Review From User :
Ali Smith's introduction to this edition very effectively renders any comment from me superfluous, since Smith seems to be coming from a perspective by my side and is much more eloquent and insightful than I could hope to be. As she points out, Carrington's vision of nuclear winter is entirely swap-outable for the in-progress fossil-fuel-induced climate catastrophe. Her comments on feminist themes in the book, including attitudes towards older women, were similarly on point. My urging fellow youngish whitefolks to value and respect the genius and (often subjugated) knowledge of elders will be less helpful than urging them to read this book. Read it!
If at times I felt the splendidly unconventional narrative, a spectacular hybrid of fairytale quest, apocalyptic mysticism-themed mystery (kind of a la Umberto Eco), and satirical fable, made no sense, I also felt that this was intentional, although occasionally I had a feeling that some privately intelligible symbolism was at work in collaboration with my own expansive ignorance. According to some participants in this discussion, all sorts of interesting things are going on structually and thematically that I only caught snatches of. Nonetheless, I had a feeling of bracing refreshment, as if the rug I was sitting on with my book and blanket had suddenly decided to fly out of the window and give me a tour of an enchanted land.
There are some issues. The 'Negress' Christabel Burns has an impressive role, revealing secret and spiritual knowledge. This inevitably reminded me of the Hollywood 'magic Negro' trope, since she seems to have no back story and unlike the other characters, no vulnerabilities, preferences or emotional ties. I was distressed by the narrative's victimisation of a trans woman and her misgendering, although I noticed that the deadnaming applied to her was partially reversed, hinting at a trajectory towards trans acceptance (I have to hope so anyway, since the 70s was a pretty dodgy decade for cis feminist attitudes to trans* issues)
I found this an easy read despite the ornate language and elaborate, frenetic creativity especially on the part of Marian's friend Carmella.

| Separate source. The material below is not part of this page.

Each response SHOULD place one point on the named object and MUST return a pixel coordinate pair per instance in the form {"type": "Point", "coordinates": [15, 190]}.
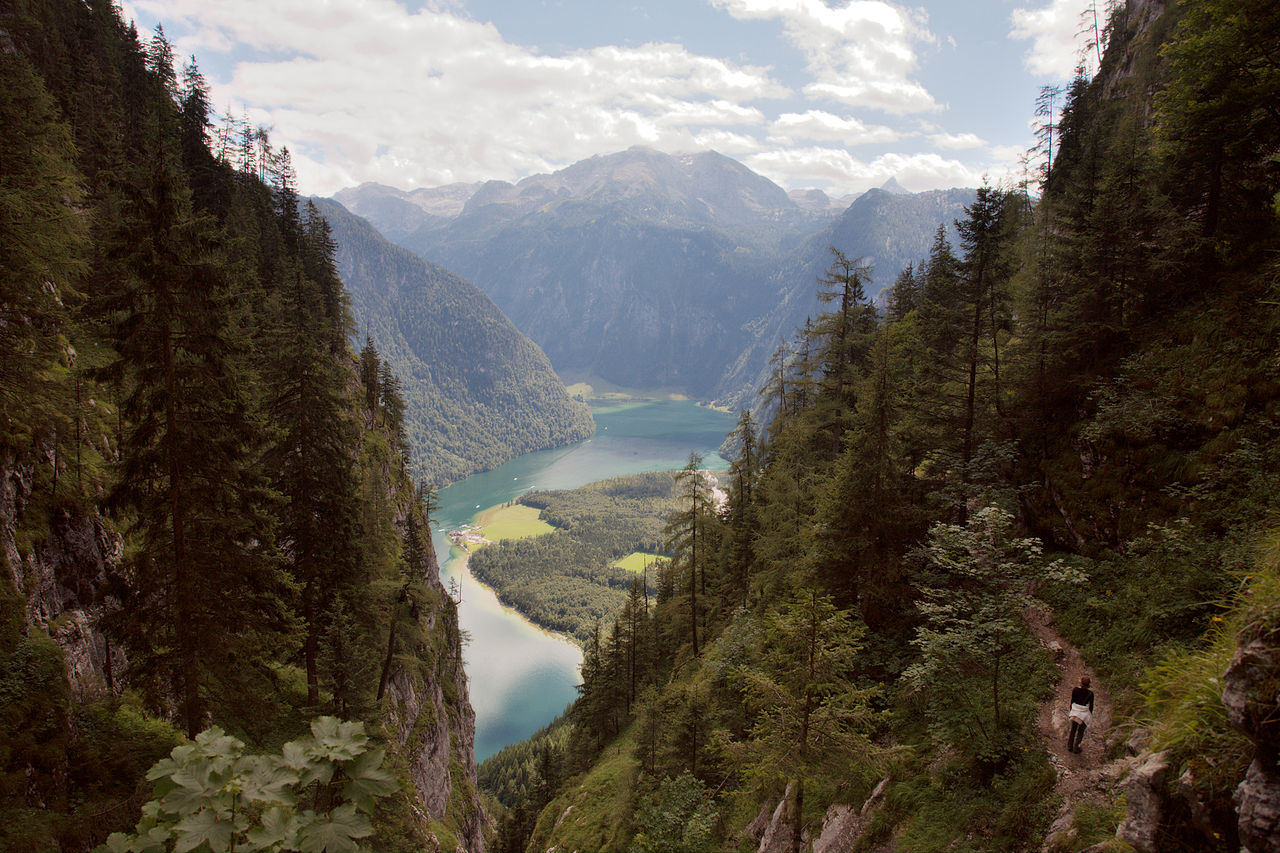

It's really delightful to read something that so joyously and hilariously challenges attitudes to mental health. Carrington here makes unmistakable what is so often misunderstood in surrealism: the stimulus to see, hear, feel, more clearly and more deeply, to see beyond the myths and other illusions of conventional socialisation and the deadening of the senses enforced by a narrowed and narrowing culture, by recognising the absurdity, the surreality of what goes on in our lives every day.
Oh and I love that Marian doesn't eat meat (and is persecuted for it institutionally) and is friendly with animals. Cat lovers will appreciate this one = )
Leonora Carrington, the distinguished British-born Surrealist painter is also a writer of extraordinary imagination and charm. Exact Change launched a program of reprinting her fiction with what is perhaps her best loved book.
The Hearing Trumpet is the story of 92-year-old Marian Leatherby, who is given the gift of a hearing trumpet only to discover that what her family is saying is that she is to be committed to an institution. But this is an institution where the buildings are shaped like birthday cakes and igloos, where the Winking Abbess and the Queen Bee reign, and where the gateway to the underworld is open. It is also the scene of a mysterious murder.
Occult twin to Alice in Wonderland, The Hearing Trumpet is a classic of fantastic literature that has been translated and celebrated throughout the world.